To validate our proposed methods, we designed an experimental test platform using a charging pile prototype with dual-Hall sensor improvements, rated at 60kW, output voltage range of 200–750V, and maximum output current of 200A. The experiment was divided into two parts: measurement accuracy testing and energy efficiency evaluation. For accuracy tests, data were collected at temperatures of -20℃, 25℃, and 50℃, with load levels of 10%, 20%, 40%, 60%, 80%, and 100% of the rated capacity. Each condition lasted 30 minutes, with a sampling interval of 1 second. Energy efficiency evaluation was conducted at 25℃, with load points increasing from 10% to 100% of rated power, and data recorded after 15 minutes of stabilization at each point. The results demonstrated that our optimizations achieved a measurement accuracy of ±0.2% and an energy efficiency evaluation precision of ±2%, confirming the effectiveness of our approach in real-world electric vehicle charging environments.
The energy efficiency evaluation results, as shown in the table below, reveal a nonlinear relationship between efficiency and load rate, with temperature exerting a significant influence on performance. Specifically, a temperature increase of 10℃ led to an average efficiency reduction of 0.5%, primarily due to changes in the switching characteristics of power devices. These findings highlight the importance of dynamic modeling for accurate assessments in the context of China’s expanding electric vehicle infrastructure.

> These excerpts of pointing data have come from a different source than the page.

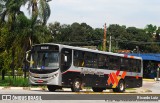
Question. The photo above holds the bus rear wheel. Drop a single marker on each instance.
(95, 89)
(51, 88)
(120, 87)
(76, 86)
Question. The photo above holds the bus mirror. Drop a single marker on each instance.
(27, 55)
(65, 58)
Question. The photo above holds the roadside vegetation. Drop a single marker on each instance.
(18, 33)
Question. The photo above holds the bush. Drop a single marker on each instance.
(18, 81)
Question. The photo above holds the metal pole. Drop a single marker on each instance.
(158, 72)
(104, 38)
(110, 44)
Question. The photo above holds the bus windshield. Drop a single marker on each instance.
(45, 60)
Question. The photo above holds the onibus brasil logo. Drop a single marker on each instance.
(115, 77)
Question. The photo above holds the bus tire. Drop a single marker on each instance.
(76, 86)
(51, 88)
(95, 89)
(120, 87)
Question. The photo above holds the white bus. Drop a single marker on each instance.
(59, 66)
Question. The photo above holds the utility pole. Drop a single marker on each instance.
(104, 38)
(110, 43)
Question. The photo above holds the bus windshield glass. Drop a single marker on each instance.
(45, 60)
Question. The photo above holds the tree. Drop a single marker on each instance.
(150, 29)
(43, 11)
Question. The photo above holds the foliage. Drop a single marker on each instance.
(18, 33)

| Load Rate (%) | Conversion Efficiency (%) | Charging Efficiency (%) | System Efficiency (%) | Power Factor | THD (%) |
|---|---|---|---|---|---|
| 10 | 88.5 | 90.2 | 87.8 | 0.92 | 3.5 |
| 30 | 92.3 | 93.5 | 91.8 | 0.95 | 2.8 |
| 50 | 95.1 | 95.8 | 94.5 | 0.98 | 2.2 |
| 80 | 96.0 | 96.5 | 95.2 | 0.99 | 1.8 |
| 100 | 95.5 | 96.0 | 94.8 | 0.99 | 1.5 |
In conclusion, enhancing measurement accuracy and energy efficiency evaluation for electric vehicle charging piles is crucial for advancing sustainable transportation, particularly in the rapidly growing China EV sector. Our integrated approach, combining hardware refinements, algorithmic innovations, and digital calibration, has proven effective in achieving high precision and reliability. The proposed energy efficiency指标体系 and dynamic model provide a standardized framework for performance assessment, facilitating better resource management and operational optimization. Future work should focus on refining calibration techniques for dynamic environments and expanding the applicability of evaluation models to accommodate complex scenarios, thereby supporting the continued evolution of electric vehicle charging infrastructure. As the adoption of electric vehicles accelerates, these advancements will play a pivotal role in ensuring energy efficiency and user satisfaction across global markets.